Gu Yuchu, que acababa de levantarse para hacerle espacio a Luo Jiabai, estaba buscando en otras partes de la habitación cuando de repente se acercó con un pequeño cuaderno en la mano.
Se lo entregó a Lu Li y dijo: “Está debajo de la almohada.”
Lu Li volvió a colocar el broche y abrió el cuaderno. Las páginas estaban arrugadas y desgastadas debido al paso del tiempo y a que su dueño las había hojeado repetidamente.
Luo Jiabai también volvió a poner las gomas para el pelo en el cajón y lo cerró. Luego se acercaron juntos para leer lo que decía el cuaderno.
Lu Li se dio cuenta de que se trataba de un libro de cuentas.

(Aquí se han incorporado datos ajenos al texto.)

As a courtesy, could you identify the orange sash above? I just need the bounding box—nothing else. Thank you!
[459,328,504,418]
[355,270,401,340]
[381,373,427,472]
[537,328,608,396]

Pero al ver la caligrafía, Luo Jiabai dedujo quién era el dueño del libro y comentó: “Realmente le gustaba llevar la contabilidad.”
“Parece que en el pasado vivía muy modestamente.” La palabra “pobreza” rondó por la garganta de Luo Jiabai, pero no la dijo en voz alta. Observó las filas de números torcidos y escritos con caracteres chinos y pinyin; se trataba de sumas muy pequeñas que, juntas, daban un importe aún menor.
Al ver las diferentes fechas y la caligrafía del libro de cuentas, se dio cuenta de que comprar algo significaba establecerlo como un objetivo a largo plazo y trabajar incansablemente durante mucho tiempo para poder adquirirlo.
“No es de extrañar que cuando lo encontramos en el cuarto piso, no quisiera tomar los medicamentos ni los platos que contenían carne; quería devolverlos todos y obtener dinero en cambio.”
Luo Jiabai se sintió abatido y miró alrededor de la habitación, que aún no había tenido tiempo de inspeccionar. Luego pensó: “Pero viendo dónde vive ahora, parece que su situación económica ha mejorado. Además, los préstamos que anotó en el hospital eran muy grandes: tres millones. En comparación con el precio de estos nuevos objetos, la diferencia es abismal. Debe ser que su vida ha mejorado, ¿verdad?”